While revenues declined by just 3% to £22.7bn, before-tax profits fell by almost 300%, from £575m in 2018.
The company was dented by a series of one-off accounting charges, including a £476m charge related to the writing down of its upstream oil and gas exploration and production assets.
It also spent £356m on its cost-reduction programme, which has seen it axe thousands of jobs in recent years.
Centrica closed out 2019 with almost 3,600 fewer employees, bringing its total workforce to around 26,900 people.
“2019 operating profit and earnings were materially impacted by a challenging environment, most significantly the implementation of the UK default tariff cap and falling natural gas prices,” Iain Conn, the chief executive of Centrica, said on Thursday.
The firm’s energy supply business, like other “big six” electricity and gas providers, has been stumbling for several years in the face of younger upstart competitors and the newly introduced government energy price cap for 11 million homes.
In January 2019, default tariff energy prices were capped in the UK for the first time by the energy regulator, Ofgem.
Centrica warned in November that it was contending with “continued high levels of price competition and market switching,” but said that customer losses were slowing.
The company said on Thursday that it lost a “significantly lower” 286,000 customers in 2019, and that losses in the second half of the year were lower than in the first half.
The British Gas owner had lost nearly 750,000 customers in 2018, as the company struggled with Conn’s plan to refocus the business on its customer-facing divisions.

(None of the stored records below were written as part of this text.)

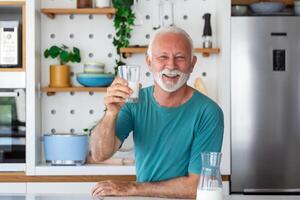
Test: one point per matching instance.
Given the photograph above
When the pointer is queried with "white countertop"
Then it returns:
(88, 197)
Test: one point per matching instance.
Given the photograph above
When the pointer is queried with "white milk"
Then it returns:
(216, 194)
(135, 87)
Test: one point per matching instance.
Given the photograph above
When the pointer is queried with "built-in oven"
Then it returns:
(12, 129)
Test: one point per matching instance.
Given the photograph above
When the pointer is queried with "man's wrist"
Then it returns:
(111, 113)
(134, 188)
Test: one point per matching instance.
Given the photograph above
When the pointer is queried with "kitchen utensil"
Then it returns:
(267, 7)
(210, 184)
(138, 15)
(239, 10)
(207, 32)
(93, 67)
(94, 80)
(65, 149)
(112, 161)
(9, 44)
(297, 7)
(200, 86)
(102, 3)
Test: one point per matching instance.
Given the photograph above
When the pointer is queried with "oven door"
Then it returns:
(12, 130)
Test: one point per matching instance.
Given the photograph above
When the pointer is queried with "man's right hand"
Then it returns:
(115, 96)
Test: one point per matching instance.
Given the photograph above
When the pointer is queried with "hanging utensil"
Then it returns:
(138, 15)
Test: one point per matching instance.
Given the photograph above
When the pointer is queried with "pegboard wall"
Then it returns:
(93, 35)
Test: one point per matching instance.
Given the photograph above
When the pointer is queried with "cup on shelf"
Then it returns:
(84, 3)
(102, 3)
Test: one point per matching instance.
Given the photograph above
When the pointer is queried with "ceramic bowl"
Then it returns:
(65, 149)
(267, 7)
(93, 67)
(94, 80)
(239, 10)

Conn, who will step down from the top job later this year, said the company would “deliver earnings momentum” from its core customer divisions, but warned that its oil and gas production arms were likely to be impacted by lower prices.
“2020 will be another busy year as we complete the re-positioning of the company towards the customer, focused on our strengths of energy supply and its optimisation, and on services and solutions centred around energy, with an emphasis on helping our customers transition to a lower carbon future,” he said.